Scientists in the United States were also horrified by the ‘improvement’ to the cluster bombs that had made the fragments invisible. The 11 September 1971 issue of the Dutch weekly news magazine De Groene Amsterdammer, which former editor Maarten van Dullemen has retrieved from his extensive archives, included the following report headed NOORD AMERIKA (‘NORTH AMERICA’):
‘For some time a “Science for Vietnam” movement has been active in the United States … Much of its research is focused on the most conspicuous consequences of the American war of destruction … treatment of injuries caused by cluster bombs. As we now know, one of the latest “improvements” to this weapon, which breaks up into dozens of tiny bullets that then follow almost undetectable paths in the body, is that the bullets are now made of plastic, and so can no longer be seen on X-ray screens. The members of “Science for Vietnam” are trying to develop injectable substances that cling to the plastic bullets so that they can be seen on X-ray screens, and to find out whether they can be made visible with the help of radar or sonar equipment.’
In the years that followed, numerous action groups and organizations around the world worked long and hard to get the development, production and use of cluster bombs banned.

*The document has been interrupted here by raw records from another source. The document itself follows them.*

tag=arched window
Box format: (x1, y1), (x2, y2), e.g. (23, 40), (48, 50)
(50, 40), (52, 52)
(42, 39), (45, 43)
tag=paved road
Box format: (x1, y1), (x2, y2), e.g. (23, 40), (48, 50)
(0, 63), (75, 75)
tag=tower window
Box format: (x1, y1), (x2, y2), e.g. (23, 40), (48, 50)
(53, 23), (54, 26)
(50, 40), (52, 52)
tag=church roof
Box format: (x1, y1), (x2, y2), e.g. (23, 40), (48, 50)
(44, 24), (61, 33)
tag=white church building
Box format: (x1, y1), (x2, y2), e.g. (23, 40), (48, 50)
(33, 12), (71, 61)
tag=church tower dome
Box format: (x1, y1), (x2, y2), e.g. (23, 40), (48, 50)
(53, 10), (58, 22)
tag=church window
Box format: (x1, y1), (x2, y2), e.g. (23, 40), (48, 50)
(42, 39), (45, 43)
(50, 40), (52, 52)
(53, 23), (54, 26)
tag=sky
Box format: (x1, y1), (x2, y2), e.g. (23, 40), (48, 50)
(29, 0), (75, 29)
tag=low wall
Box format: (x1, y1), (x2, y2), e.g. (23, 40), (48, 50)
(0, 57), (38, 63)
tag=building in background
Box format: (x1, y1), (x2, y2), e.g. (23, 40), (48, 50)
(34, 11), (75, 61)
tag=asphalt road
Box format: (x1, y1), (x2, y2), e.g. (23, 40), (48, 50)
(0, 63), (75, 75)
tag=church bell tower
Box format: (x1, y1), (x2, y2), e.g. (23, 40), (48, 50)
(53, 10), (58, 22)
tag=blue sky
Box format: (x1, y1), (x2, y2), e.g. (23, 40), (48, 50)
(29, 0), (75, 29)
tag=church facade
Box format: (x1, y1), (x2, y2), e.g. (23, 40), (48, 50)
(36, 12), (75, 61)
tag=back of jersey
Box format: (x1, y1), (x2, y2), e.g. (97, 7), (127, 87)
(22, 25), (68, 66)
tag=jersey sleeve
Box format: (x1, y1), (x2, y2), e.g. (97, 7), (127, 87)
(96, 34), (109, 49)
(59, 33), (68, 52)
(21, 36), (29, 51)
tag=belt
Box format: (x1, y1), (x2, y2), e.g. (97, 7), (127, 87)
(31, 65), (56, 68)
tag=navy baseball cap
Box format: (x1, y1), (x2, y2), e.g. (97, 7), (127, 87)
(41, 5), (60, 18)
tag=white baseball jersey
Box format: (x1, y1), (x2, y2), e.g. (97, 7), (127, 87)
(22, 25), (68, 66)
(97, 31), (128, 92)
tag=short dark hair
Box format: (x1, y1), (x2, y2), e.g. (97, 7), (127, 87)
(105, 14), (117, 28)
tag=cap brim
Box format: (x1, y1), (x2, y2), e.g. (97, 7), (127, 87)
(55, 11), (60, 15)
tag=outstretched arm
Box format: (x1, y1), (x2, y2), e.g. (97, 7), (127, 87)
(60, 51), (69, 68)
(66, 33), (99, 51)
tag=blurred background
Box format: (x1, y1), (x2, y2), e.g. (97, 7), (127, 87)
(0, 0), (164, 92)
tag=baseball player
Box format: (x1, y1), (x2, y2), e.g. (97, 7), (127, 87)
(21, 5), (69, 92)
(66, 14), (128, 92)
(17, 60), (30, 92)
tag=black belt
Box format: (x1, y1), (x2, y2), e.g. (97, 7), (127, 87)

In December 2008, representatives of a hundred countries gathered in Oslo to sign the Convention on Cluster Munitions. One of the signatories was Holland, and other countries have since joined. But they do not include the main developers, producers and users: China, India, Israel, Pakistan, Russia, Turkey and the United States.
What is now known as the ‘Military-Tech Complex’, in which the United States plays a key role, is still working manfully to develop new, ‘smart’ bombs – above all by trying to reduce the proportion of unexploded bombs to less than 1%, for instance with the help of built-in software. For there is a stubborn determination to keep on using cluster bombs; and even today it is hard for activists to discover what kind of weapons will be developed, and how they will be ‘improved’. For this they still depend on the commitment and ingenuity of intelligent young scientists who, just like the students that developed the portable X-ray machines, are using their knowledge to help civilians protect themselves against air raids.[1]
1972, drawing by the Dutch cartoonist Opland (Rob Woud) for the Committee leaflet, from Peter de Goeje, Met solidaire groet, technische en wetenschappelijke hulp aan Vietnam, 1971-2011 (the caption reads ‘Things for Vietnam’).
[1] With thanks to Dr Jolle Demmers, professor of Conflict Studies, Utrecht University.
Reprinted with author’s permission from Joop
Trans. Kevin Cook.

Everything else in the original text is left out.